Feb 22, 2012 12:17 PM
Does distribute on clause makes any difference while accessing the rows
-
Like (0)
Hi All
I am from teradata background and working with Netezza nowadays.I have below query regarding distribution on clause :
As in teradata primary index is the most efficient path to reach to a row. Does distribution on clause is also play role while fetching rows ?
I tried this with one table but even though i use distribution column in where or not , it shows me sequential scan only in explain plan !!!!!!
Do we have anything like secondary indexes in netezza ?
What all factors we need to consider while deciding distribute on clause ?? like in teradata we consider below points:
Join access frequency
Value access frequency
Value access rows
Distinct rows
Max rows per value
Max rows null
Typical rows per value
Change rating.
Thanks in advance
Nehal
The DISTRIBUTE ON clause is identical to a Teradata Primary Index definition. They both are used to determine which SPU (netezza) or AMP (teradata) holds the data. Neither are actually indexes in the traditional sense of the word.
Netezza does have any indexes. It does have zone maps, which help reduce the number of disk blocks read, but they are not indexes.
There are two things to consider when specifying distribution (RANDOM is the default distribution):
1. Skew - how even (numbers of rows) is the distribution across spus. Ideally, each spu should hold the same number of rows as other spus. Differences of 10% between the smallest and highest population are often considered worst case and should not be exceeded.
2. Co-located joins - if two tables are commonly joined and are large (depends on system, but usually 10GB or more) join query performance can be significantly improved by distributing both tables on the join columns so that a SPU broadcast is not necessary to join the two tables.
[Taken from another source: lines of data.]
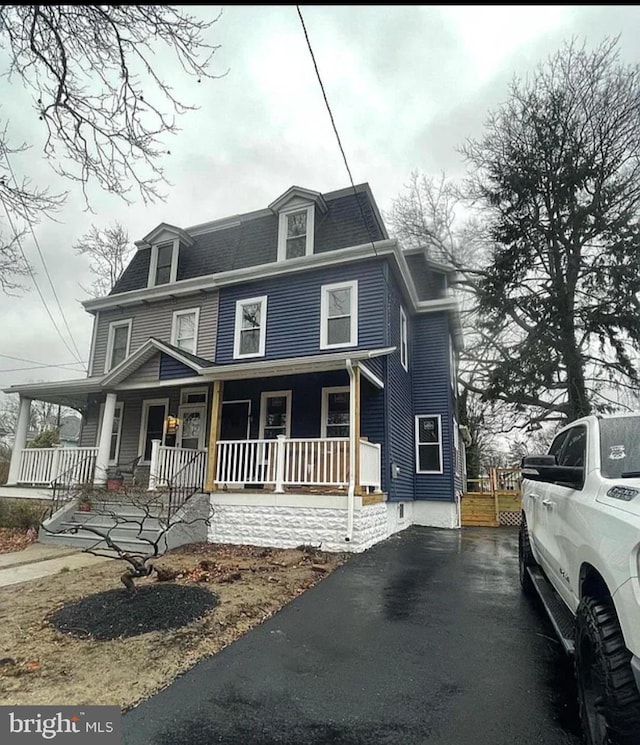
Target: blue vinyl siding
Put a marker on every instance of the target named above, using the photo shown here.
(293, 310)
(171, 369)
(429, 359)
(306, 398)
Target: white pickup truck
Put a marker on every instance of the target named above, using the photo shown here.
(579, 549)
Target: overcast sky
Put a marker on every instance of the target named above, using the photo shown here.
(407, 85)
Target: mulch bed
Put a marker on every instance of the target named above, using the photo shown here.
(117, 614)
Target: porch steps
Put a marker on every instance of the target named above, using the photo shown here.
(478, 511)
(123, 527)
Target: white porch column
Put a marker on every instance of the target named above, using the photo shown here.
(154, 468)
(20, 440)
(104, 443)
(279, 487)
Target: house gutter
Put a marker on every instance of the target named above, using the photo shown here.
(352, 451)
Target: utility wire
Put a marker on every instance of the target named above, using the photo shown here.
(35, 282)
(77, 354)
(335, 130)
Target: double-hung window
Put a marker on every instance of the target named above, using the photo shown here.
(295, 238)
(339, 315)
(118, 343)
(250, 327)
(404, 347)
(428, 443)
(163, 264)
(184, 333)
(335, 412)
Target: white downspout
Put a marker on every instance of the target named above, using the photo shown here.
(352, 451)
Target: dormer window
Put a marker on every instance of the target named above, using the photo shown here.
(163, 264)
(295, 234)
ALL distribute on columns must be used in the join, and the join must be an equi-join for a co-located join to occur, so usually the fewer distribute on columns specified the better, provided it results in a reasonably smooth distribution. If the distribution choice causes a highly skewed distribution, it is often better off to leave the distribution random.
In the case of smaller tables, particularly in dimensional models, random distibution usually works fine. When implementing dimensional models (which work very well in Netezza, whereas they don't work well at all on Teradata) it is common to distribute the fact table randomly and the dimensions on their surrogate PK. When you have a very large dimension, you may sometimes distribute the facts on that dimension's FK (or one of the FK's if there are multiple role based references to that dimension). Again, it is important to be aware of data skew when doing so.
Thanks Nick for your reply.
I agree with you that primary index in teradata determines the data distribution but if we use primary index columns in the where clause of a query, teradata will calculate the hash value and will directly jump to the particualr AMP using hashmap. In this case it will not do full table scan.
So my question is distribution on also does the same or Netezza does full table scan/Sequential scan always ?
Thanks
Nehal
On Netezza it doesn't matter. A query is always executed syncronously across all spus.
Since spus operate syncronously, skew becomes important. If one spu holds twice as much data as the other spus, it will take longest to complete its share of the work. The total run time is tied to the longest running spu.
Thanks Nick for your reply.